Summary of findings table

We will create a 'Summary of findings' table, in a simple tabular format, using the seven major outcomes listed earlier (Types of outcome measures). Two people (NVZ, IAVM) will independently assess the quality of the evidence using GRADEpro software (GRADEproGDT 2015). We will use the five GRADE considerations (study limitations, consistency of effect, imprecision, indirectness, and publication bias) to assess the quality of a body of evidence as it relates to the studies which contributed data to the meta‐analyses for each of the pre‐specified outcomes. We will justify all decisions to down‐ or up‐grade the quality of the evidence using footnotes, and we will provide comments to aid the reader's understanding of the review where necessary.

In the 'Comments' column of the 'Summary of findings' table, we will provide the absolute per cent difference, the relative percentage change from baseline, and the number needed to treat (NNT; we will only provide the NNT when the outcome shows a statistically significant difference). For dichotomous outcomes, such as serious adverse events, we will calculate the number needed to treat from the control group event rate and the relative risk using the Visual Rx NNT calculator (Cates 2008). We will calculate the NNT for continuous measures using the Wells calculator (available at the CMSG Editorial office). For dichotomous outcomes, we will calculate the absolute risk difference using the risk difference statistic in RevMan, and express the result as a percentage. For continuous outcomes, we will calculate the absolute benefit as the improvement in the intervention group minus the improvement in the control group, in the original units. We will calculate the relative percentage change for dichotomous data as the risk ratio ‐ 1 and express it as a percentage. For continuous outcomes, we will calculate the relative difference in the change from baseline as the absolute benefit divided by the baseline mean of the control group.
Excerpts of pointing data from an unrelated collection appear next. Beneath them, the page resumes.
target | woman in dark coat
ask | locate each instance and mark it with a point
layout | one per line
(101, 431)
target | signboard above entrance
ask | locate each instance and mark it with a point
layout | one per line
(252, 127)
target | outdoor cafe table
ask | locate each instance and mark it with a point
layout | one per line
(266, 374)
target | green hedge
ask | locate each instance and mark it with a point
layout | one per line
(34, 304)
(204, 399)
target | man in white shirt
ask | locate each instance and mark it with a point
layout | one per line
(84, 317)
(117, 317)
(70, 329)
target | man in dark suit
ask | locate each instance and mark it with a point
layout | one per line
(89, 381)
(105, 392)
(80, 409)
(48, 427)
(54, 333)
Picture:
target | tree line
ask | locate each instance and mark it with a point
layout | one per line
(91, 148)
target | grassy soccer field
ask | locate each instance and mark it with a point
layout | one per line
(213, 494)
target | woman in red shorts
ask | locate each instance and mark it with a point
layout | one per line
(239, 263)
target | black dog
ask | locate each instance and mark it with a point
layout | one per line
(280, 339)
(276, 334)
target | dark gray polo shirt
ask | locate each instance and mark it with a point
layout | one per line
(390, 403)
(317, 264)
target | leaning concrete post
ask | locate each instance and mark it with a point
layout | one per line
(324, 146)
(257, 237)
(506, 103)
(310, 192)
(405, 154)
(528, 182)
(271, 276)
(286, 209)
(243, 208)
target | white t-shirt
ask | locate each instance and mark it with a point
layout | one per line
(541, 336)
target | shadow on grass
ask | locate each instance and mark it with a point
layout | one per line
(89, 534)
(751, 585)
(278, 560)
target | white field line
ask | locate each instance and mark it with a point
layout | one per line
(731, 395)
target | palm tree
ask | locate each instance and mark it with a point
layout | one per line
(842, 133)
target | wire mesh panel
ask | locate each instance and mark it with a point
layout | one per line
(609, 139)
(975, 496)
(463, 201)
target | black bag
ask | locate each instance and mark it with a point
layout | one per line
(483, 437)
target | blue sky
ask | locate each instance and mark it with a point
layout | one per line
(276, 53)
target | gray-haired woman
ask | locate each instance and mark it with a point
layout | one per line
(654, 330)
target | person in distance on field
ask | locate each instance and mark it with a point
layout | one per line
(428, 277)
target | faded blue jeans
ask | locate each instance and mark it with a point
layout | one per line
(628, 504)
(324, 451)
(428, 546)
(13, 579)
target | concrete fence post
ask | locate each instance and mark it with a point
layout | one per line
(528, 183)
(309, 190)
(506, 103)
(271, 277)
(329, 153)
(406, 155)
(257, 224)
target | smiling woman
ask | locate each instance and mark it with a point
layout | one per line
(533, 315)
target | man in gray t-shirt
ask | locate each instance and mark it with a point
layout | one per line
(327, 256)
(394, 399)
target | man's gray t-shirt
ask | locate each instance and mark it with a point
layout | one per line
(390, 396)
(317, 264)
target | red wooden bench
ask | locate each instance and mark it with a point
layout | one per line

Subgroup analysis and investigation of heterogeneity

We will conduct subgroup analyses to determine the effects of disease duration (shorter than two years versus two years or longer) and previous DMARD treatment (DMARD‐naive versus prior DMARD exposure versus prior biologic DMARD exposure). We will restrict subgroup analyses to the ACR improvement criteria of 50%. We will use the formal test for subgroup interactions in Review Manager 5.3 (RevMan 2014). We will compare the magnitude of the effects between the subgroups by assessing the overlap of the confidence intervals of the estimated summaries. Non‐overlap of the confidence intervals indicates statistical significance.

Sensitivity analysis

If sufficient trials are identified, we plan to conduct a sensitivity analysis comparing the results when we use all trials with high methodological quality; studies classified as having a 'low risk of bias' versus those identified as having a 'high risk of bias' in allocation concealment and blinding for the ACR improvement criteria of 50% (Higgins 2011a). We will explore the effects of imputation, and the effects when we conduct the meta‐analyses using the fixed‐effect model.

Interpreting results and reaching conclusions

We will follow the guidelines in the Cochrane Handbook of Systematic Reviews of Interventions for interpreting results, and will be aware of distinguishing a lack of evidence of effect from a lack of effect (Schünemann 2011b). We will base our conclusions only on findings from the quantitative or narrative synthesis of included studies for this review. We will avoid making recommendations for practice, and our implications for research will suggest priorities for future research and outline the remaining uncertainties in the area.